Laches--municipal sign ordinance--failure to show prejudice
The trial court did not err by concluding that respondent
city is not precluded by the affirmative defense of laches from
enforcing its sign ordinance against petitioner car dealership,
because: (1) there were no assurances by city officials that the
signs would not violate the ordinance; (2) petitioner did not
spend any money relying on assurances from city officials; and
(3) the evidence fails to show a resulting prejudice based on the
city's delay in enforcing the ordinance.
James, McElroy & Diehl, P.A., by Richard B. Fennell, for
petitioners-appellants.
David M. Smith, Senior Assistant City Attorney, for
respondents-appellees.
WYNN, Judge.
In Abernathy v.
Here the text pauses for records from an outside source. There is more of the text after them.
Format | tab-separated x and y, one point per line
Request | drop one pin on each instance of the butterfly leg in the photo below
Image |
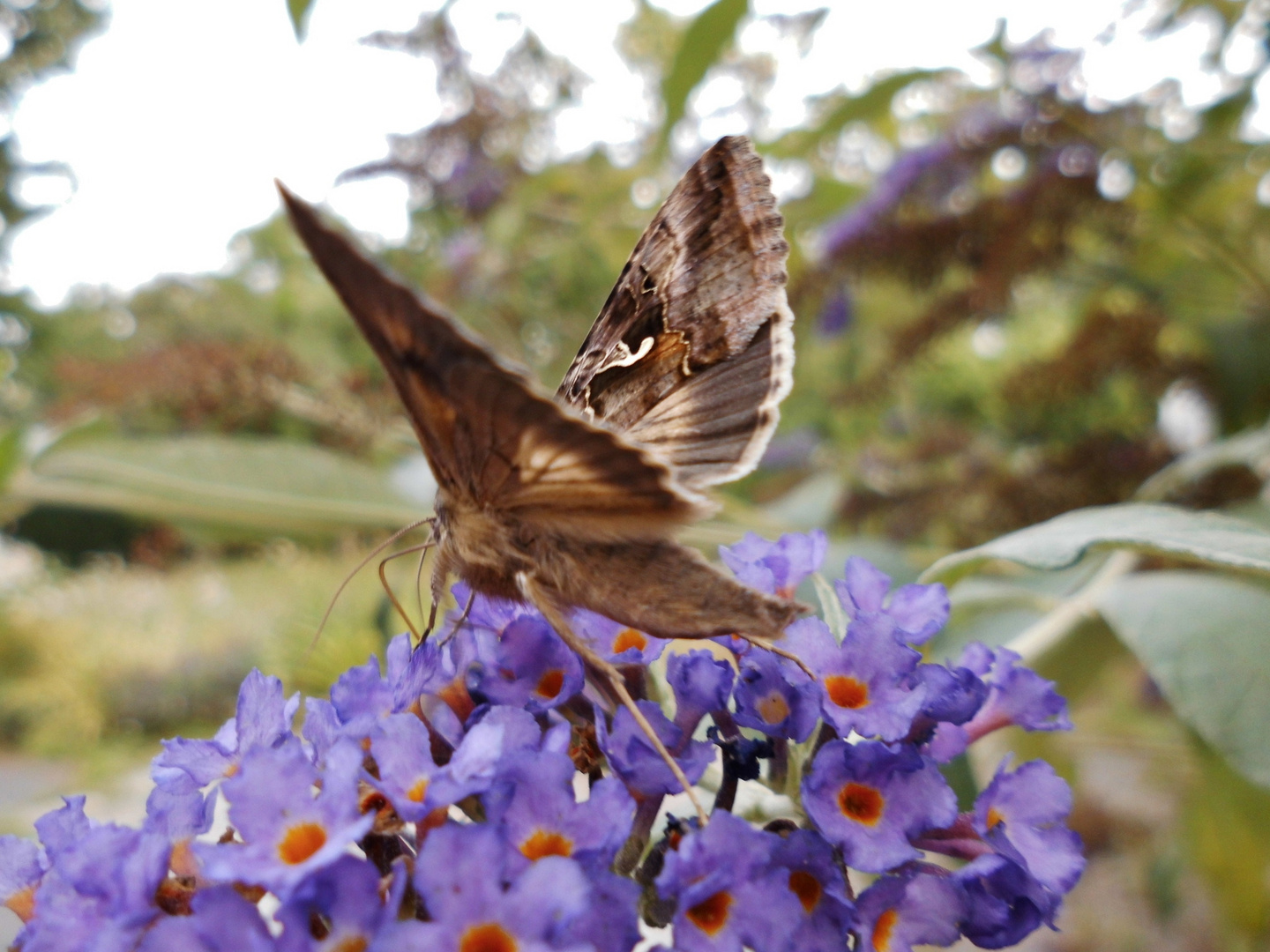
768	646
542	599
430	522
467	608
Town of Boone Board of Adjustment, 109 N.C.
App. 459, 427 S.E.2d 875 (1993), this Court recognized that the
defense of laches could be asserted to prevent a municipality from
enforcing its ordinances.
Petitioner, Town and Country Ford, operates an auto dealership
in Charlotte and leases property from petitioner MMR Holdings.
They argue on appeal that the doctrine of laches barred the City of
Charlotte from declaring their balloons, pennants and other
declarations to be a violation of a sign ordinance. We review denovo the petitioners' contention that the record contains an error
of law and hold that the defense of laches does not apply to the
facts of this case. See Westminister Homes, Inc. v. Town of Cary
Zoning Bd. of Adjust., 140 N.C. App. 99, 102, 535 S.E.2d 415,
417-140 (2000), affirmed, __ N.C. ___, 554 S.E.2d 634 (2001).
Therefore, we affirm the Superior Court's holding that the City of
Charlotte Zoning Board of Adjustment committed no error in denying
petitioners' request for a variance from the sign ordinance.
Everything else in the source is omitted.